Research
Current focus
Thanks to advances in the next generation sequencing technologies, many thousands of noncoding RNAs (ncRNA) and regulatory elements called enhancers have been identified throughout the human genome. Recent studies, including our own, pointed to the novel role of ncRNAs in coordinating with proteins to drive gene expression in a cell-type specific manner via chromatin modulation (Trinh et al, Blood J, 2021). Nevertheless, most ncRNAs and enhancers remains to be precisely mapped and functionally defined. The research goals of the Trinh lab are to understand how proteins and ncRNAs coordinate in controlling gene expression, and to identify novel RNA regulators of cancer-associated genes for therapeutic development (Fig. 1). Specifically, we focus on understanding the role of proteins and RNAs via modulation of chromatin architecture in normal and malignant myelopoiesis, and myeloid cell-tumor cell communication in the tumor microenvironment as well as cancer drug resistance. To that end, the lab employs a combination of experimental and computational approaches.
1. Protein-ncRNA coordination in myeloid cell development and AML
Failure in myeloid cell maturation is the cause of acute myeloid leukemia (AML), a blood cancer with very poor patient outcome. We hypothesize that ncRNAs coordinate with proteins, in governing expression of important myeloid genes via chromatin looping, and that aberrations in this molecular coordination contribute to AML progression (Fig. 2). To this end, we are 1) comprehensively characterizing protein-binding ncRNAs and demonstrate the effect of Protein-ncRNA coordination on chromatin architecture and epigenetic marks at myeloid gene loci, 2) determining ncRNA regulators of myeloid gene expression, and 3) demonstrating that fusion proteins exhibits their oncogenic functions through modulating ncRNAs. These studies will provide important mechanistic insights into protein- and ncRNA-mediated gene regulation in normal development and cancer progression.

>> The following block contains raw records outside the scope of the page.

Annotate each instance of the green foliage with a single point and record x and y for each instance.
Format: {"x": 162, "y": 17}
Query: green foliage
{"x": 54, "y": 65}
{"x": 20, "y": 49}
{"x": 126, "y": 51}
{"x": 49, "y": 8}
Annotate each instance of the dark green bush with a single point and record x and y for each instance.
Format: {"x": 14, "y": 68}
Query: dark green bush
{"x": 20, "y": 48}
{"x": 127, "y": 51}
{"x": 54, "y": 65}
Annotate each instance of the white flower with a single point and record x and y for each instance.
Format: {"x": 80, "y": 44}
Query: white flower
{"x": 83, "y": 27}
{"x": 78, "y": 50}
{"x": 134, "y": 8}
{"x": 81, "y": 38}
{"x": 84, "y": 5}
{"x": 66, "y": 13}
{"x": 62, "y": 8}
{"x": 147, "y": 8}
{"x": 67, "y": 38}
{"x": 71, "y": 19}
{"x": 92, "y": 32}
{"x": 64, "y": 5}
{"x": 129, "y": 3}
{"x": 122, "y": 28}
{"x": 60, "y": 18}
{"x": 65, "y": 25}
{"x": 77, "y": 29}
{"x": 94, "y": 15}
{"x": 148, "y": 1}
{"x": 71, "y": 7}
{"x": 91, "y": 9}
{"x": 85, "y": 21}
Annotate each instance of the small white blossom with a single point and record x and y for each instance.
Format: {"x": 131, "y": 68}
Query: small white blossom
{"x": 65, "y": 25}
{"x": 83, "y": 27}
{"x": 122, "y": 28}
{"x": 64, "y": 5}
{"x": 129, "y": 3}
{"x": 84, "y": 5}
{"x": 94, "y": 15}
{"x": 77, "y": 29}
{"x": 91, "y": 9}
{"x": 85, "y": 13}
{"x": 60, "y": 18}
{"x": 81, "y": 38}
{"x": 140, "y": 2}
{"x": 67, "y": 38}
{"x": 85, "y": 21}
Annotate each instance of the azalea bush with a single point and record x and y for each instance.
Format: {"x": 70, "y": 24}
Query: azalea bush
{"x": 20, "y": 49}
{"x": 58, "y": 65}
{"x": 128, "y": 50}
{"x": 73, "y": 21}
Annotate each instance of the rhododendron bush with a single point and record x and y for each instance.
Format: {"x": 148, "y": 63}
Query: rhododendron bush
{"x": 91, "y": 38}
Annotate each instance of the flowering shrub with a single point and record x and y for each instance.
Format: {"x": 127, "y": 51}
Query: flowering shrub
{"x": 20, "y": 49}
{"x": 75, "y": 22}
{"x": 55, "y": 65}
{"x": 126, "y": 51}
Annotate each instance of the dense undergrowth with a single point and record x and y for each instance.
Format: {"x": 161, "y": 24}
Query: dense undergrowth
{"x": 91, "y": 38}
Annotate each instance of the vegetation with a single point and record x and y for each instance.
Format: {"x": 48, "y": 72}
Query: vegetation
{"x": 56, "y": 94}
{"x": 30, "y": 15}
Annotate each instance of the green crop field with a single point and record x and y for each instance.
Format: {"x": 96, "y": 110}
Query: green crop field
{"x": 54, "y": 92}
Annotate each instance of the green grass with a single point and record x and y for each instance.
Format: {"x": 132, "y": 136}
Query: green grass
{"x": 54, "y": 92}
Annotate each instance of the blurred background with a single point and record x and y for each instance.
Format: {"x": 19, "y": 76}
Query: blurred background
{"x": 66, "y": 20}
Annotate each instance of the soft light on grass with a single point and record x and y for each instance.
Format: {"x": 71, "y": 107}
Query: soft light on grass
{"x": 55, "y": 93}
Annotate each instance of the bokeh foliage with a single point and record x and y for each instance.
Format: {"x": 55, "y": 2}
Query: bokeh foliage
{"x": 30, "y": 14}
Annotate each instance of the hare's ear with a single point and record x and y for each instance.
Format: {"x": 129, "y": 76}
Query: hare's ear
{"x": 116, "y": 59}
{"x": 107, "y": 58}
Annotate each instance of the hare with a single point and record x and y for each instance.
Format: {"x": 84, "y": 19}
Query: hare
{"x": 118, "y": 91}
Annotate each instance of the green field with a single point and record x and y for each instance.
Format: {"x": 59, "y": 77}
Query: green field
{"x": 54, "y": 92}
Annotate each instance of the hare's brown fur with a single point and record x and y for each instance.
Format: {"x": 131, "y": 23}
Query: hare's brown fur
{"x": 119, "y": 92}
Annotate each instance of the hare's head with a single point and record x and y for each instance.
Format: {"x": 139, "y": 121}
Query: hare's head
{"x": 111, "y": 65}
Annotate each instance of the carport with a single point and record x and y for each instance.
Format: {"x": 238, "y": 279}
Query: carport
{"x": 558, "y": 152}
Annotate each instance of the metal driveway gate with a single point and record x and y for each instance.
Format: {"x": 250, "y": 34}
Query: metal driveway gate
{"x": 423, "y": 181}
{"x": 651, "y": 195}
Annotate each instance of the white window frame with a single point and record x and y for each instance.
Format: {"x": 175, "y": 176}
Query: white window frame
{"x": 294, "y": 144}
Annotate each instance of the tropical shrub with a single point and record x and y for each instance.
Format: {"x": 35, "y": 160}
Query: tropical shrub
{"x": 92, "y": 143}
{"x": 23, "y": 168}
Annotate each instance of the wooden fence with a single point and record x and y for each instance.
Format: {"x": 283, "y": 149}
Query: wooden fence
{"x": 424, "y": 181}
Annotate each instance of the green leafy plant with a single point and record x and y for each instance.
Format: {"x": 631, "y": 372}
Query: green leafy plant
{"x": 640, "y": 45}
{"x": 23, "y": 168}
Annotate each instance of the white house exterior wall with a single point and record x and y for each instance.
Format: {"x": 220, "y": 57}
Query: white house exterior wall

Related studies: Trinh et al, Blood J, 2021; Trinh and Tenen, US patent application, 2020; van der Kouwe et al., Blood 2021
Figure 2. Working model for gene regulations by ncRNAs and proteins via chromatin structure in normal myeloid development and AML. E: Enhancer, P: Promoter
2. Protein-ncRNA coordination in cancer drug response
Drug resistance is a major problem in cancer treatment. To comprehensively investigate the role of ncRNA-protein mediated gene regulation via chromatin structure in drug response, we are 1) leveraging bioinformatic and biostatistical analyses of big data sets in identifying protein-ncRNA candidates that are responsive to popular cancer drugs, 2) developing genome wide CRISPR screens to identify ncRNA modulators of drug responses, and 3) determining ncRNA-mediated regulatory mechanisms in drug sensitivity. The goals are to identify and establish ncRNAs and proteins as diagnostic biomarkers and therapeutic targets (Fig. 3).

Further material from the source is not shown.